На этих же сходках последовало сближение Писарева с Трескиным и мною. До того времени я встречал Писарева лишь на лекциях, и он удивлял меня своим ребяческим видом: рыженький, розовенький, с веснушками на лице, одетый с иголочки, он глядел вербным херувимчиком. Лекции он записывал бисерным почерком в красивеньких, украшенных декалькоманиею тетрадочках с розовыми клякспапирчиками. Всегда тихонький и кроткий, он имел вид не столько студента, сколько гимназиста третьего или четвертого класса. Впрочем, и по летам он едва выходил из отроческого возраста: ему было всего семнадцать лет.
Писарев и Трескин так сразу понравились друг другу, что у них образовалась симпатия, доходившая до взаимной влюбленности.
Молодая дружба эта имела важные последствия для обоих: Трескин решил перейти на филологический факультет, чтобы проходить курс рука об руку с Писаревым, а Писарев, в свою очередь, решился переселиться к Трескину, чтобы не разлучаться с ним ни днем, ни ночью.
Обоим стоили эти решения немалых хлопот и борьбы с родными. Трескину пришлось выдержать страшный шторм со стороны отца, который требовал, чтобы сын учился математике, чтобы потом идти по стопам отца во флот (кроме того, перемена факультета стоила лишнего года в университете). Не знаю уж, как удалось Трескину уломать отца. Во всяком случае, немало было поломано при этом мебели и разбито посуды.
Родные Писарева, в свою очередь, недовольны были переселением сына в дом Трескина. Они устроили его в доме богатого и знатного дяди. Писареву предстояло в этом доме усвоить светский лоск и запастись связями.
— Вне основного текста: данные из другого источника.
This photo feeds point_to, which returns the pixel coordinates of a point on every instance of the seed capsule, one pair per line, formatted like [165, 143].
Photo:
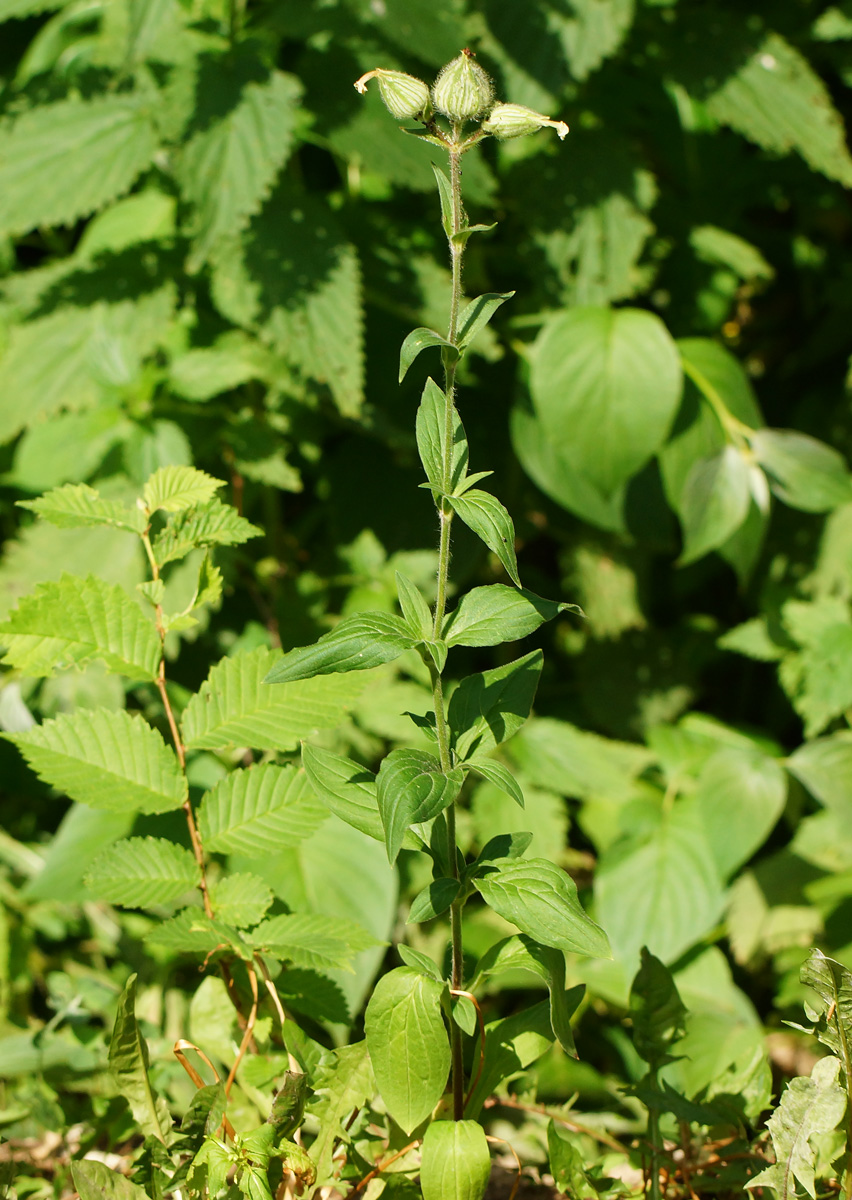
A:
[516, 121]
[405, 96]
[462, 90]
И вдруг мальчик всем этим пренебрег. Правда, старик Трескин был тоже не лыком шит: как бы то ни было - адмирал, но адмирал в отставке, жил уединенно, так что сравнительно с домом дядюшки дом Трескина мог, пожалуй, в глазах родных Писарева иметь вид трущобы.
Считаю не лишним сказать несколько слов еще об одном студенте, с которым я был близок в продолжение двух первых лет студенчества: это был Вик. Вас. Макушев, товарищ мой по гимназии и факультету.
Макушев был невысокого роста, флегматический и сухой гелертер. Уже в седьмом классе гимназии он пристрастился к славяноведению и весь с головою ушел в излюбленную специальность: вечно возился с огромными фолиантами, только и думал и говорил, что об одних славянах.
Он был близкий родственник очень богатого и знатного аристократа, но это было какое-то особое морганатическое родство, так как Макушев занимал в его доме на Конногвардейском бульваре небольшую каморку по черной лестнице.
Я до сих пор не могу понять, что было общего у меня с Макушевым: я ни малейшего пристрастия к славянам не обнаруживал, а Макушев, с своей стороны, вполне игнорировал те религиозно-философские, исторические и литературные вопросы, которые в то время занимали меня. Тем не менее мы бродили по университету плечо в плечо, иногда даже и посещали друг друга, и Макушев, помню, ввел меня даже в круг своих морганатических родственниц, каких-то дам полусвета.